Rimini«Hai visto come ha preso fuoco, come si scaldava?». «È andata così, era un figlio di... Eravamo ubriachi, dovevamo vendicarci, avevamo trovato la tanica di vetro che faceva al caso nostro...». Si compiacevano così i quattro che hanno dato fuoco, tre mesi fa, al barbone Andrea Severi. Uno solo è ancora in carcere, Alessandro Bruschi, 20 anni, barista, considerato l'esecutore materiale, l'uomo che aveva gettato la benzina addosso al 44enne che viveva su una panchina sul lungomare di Rimini. Gli altri tre sono agli arresti domiciliari, in comunità, nella città romagnola: due alla Papa Giovanni di Rimini, uno alla Caritas. Enrico Giovanardi, 19 anni, è un perito chimico che stava facendo il tirocinio: lavora alla Caritas diocesana di Rimini nella struttura di Madonna della Scala come tuttofare, distribuendo anche i pasti. Fabio Volanti, 20 anni, studiava all'università, mentre Matteo Pagliarani, 19 anni, è elettricista: uno adesso segue un barbone affetto dal morbo di Parkinson, un altro una persona non autosufficiente. Nessun obbligo particolare, però tutti e tre devono dimostrare di essersi redenti. Si attendono le perizie per valutare il ruolo avuto da ciascuno nella vicenda del 10 novembre.
Le intercettazioni hanno inchiodato tutti e quattro. Dicevano: «Hai visto che fiammata? Hai visto che salto che ha fatto?». Nel primo interrogatorio avevano negato ogni responsabilità, poi si sono arresi all'evidenza, inchiodati dalle microspie ambientali. Nei mesi precedenti avevano bersagliato Severi con sassi e mortaretti, ma quella notte di tre mesi fa si sono fatti prendere la mano.
Tutti di buona famiglia, vivevano con i genitori, che naturalmente si sono battuti per farli scarcerare. Mentre il barbone si contorceva tra le fiamme, loro sono scappati via senza soccorrerlo. Nessuna compassione per quello sbandato, in un bar, non però quello dove lavorava Bruschi, qualcuno poi li aveva sentiti parlare di una specie di piano per colpire un senzatetto.

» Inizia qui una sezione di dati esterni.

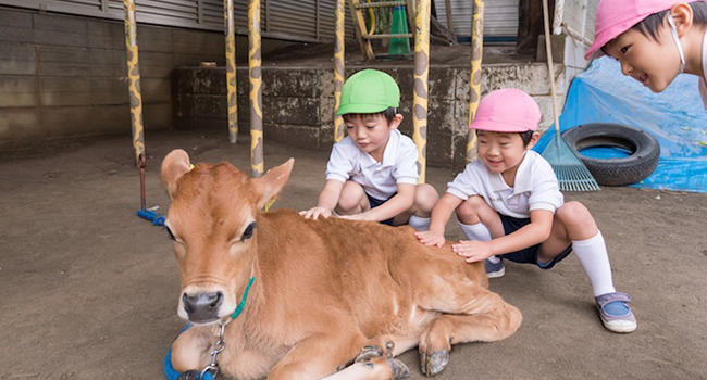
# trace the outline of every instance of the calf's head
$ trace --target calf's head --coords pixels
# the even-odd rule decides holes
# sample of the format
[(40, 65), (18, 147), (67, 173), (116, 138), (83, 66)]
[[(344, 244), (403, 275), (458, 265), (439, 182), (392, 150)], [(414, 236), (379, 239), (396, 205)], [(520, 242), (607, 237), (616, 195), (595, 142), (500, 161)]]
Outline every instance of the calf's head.
[(182, 280), (177, 314), (195, 324), (227, 318), (257, 264), (257, 213), (285, 186), (294, 160), (258, 179), (228, 163), (198, 164), (174, 150), (162, 162), (172, 199), (165, 226)]

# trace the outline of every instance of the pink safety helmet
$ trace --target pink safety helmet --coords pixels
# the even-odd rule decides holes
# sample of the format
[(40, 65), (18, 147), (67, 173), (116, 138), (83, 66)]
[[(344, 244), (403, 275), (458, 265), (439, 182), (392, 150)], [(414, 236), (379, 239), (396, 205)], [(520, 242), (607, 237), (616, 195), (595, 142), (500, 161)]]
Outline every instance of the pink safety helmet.
[[(683, 0), (682, 2), (704, 1)], [(647, 16), (670, 9), (680, 0), (601, 0), (594, 20), (594, 43), (584, 55), (594, 60), (605, 55), (601, 48)]]
[(469, 128), (495, 132), (537, 130), (541, 109), (528, 93), (514, 88), (496, 90), (481, 100)]

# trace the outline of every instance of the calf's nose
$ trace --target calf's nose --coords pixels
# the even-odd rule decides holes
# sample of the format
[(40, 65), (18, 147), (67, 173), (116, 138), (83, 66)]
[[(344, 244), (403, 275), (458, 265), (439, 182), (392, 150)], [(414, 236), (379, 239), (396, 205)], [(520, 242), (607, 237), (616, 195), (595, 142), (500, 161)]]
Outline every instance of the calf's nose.
[(223, 293), (182, 294), (184, 309), (193, 322), (208, 322), (219, 318), (219, 307), (223, 302)]

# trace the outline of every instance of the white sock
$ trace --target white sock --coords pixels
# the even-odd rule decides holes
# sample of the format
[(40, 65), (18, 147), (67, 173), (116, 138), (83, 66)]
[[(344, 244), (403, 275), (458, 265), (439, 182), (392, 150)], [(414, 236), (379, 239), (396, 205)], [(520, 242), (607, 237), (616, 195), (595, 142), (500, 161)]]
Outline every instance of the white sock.
[(426, 231), (430, 229), (430, 218), (412, 215), (408, 220), (408, 225), (418, 231)]
[[(486, 228), (486, 226), (484, 226), (481, 223), (471, 226), (460, 223), (459, 227), (461, 227), (461, 230), (464, 232), (464, 235), (469, 240), (477, 240), (477, 241), (491, 240), (491, 232), (488, 232), (488, 228)], [(499, 256), (491, 256), (487, 259), (494, 264), (498, 264), (498, 262), (500, 262)]]
[(574, 251), (576, 258), (580, 259), (584, 271), (590, 277), (594, 296), (616, 292), (611, 279), (609, 254), (606, 251), (601, 231), (598, 231), (594, 238), (572, 240), (572, 251)]

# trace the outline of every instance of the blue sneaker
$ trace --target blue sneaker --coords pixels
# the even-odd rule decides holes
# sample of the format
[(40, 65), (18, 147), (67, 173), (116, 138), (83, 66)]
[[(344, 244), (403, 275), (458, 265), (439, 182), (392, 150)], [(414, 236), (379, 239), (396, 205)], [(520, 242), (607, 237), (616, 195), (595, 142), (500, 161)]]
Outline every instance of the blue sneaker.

Il procuratore di Rimini Franco Battaglino, con il sostituto Davide Ercolani, insisterà per l'accusa di tentato omicidio, e non semplicemente di lesioni volontarie, perché non era solo una bravata. I tre hanno incolpato il barista Bruschi: «Abbiamo tentato di fermarlo, ma quando si mette in testa di fare una cosa la fa. Non siamo neppure usciti dall'auto. Uno di noi non ha nemmeno guardato».
All'inizio il magistrato parlava del pericolo di reiterazione del reato, di pericolo dell'inquinamento delle prove, della mancanza di ravvedimento, adesso i tre hanno cominciato il cammino per tentare di uscire senza condanna da una vicenda gravissima.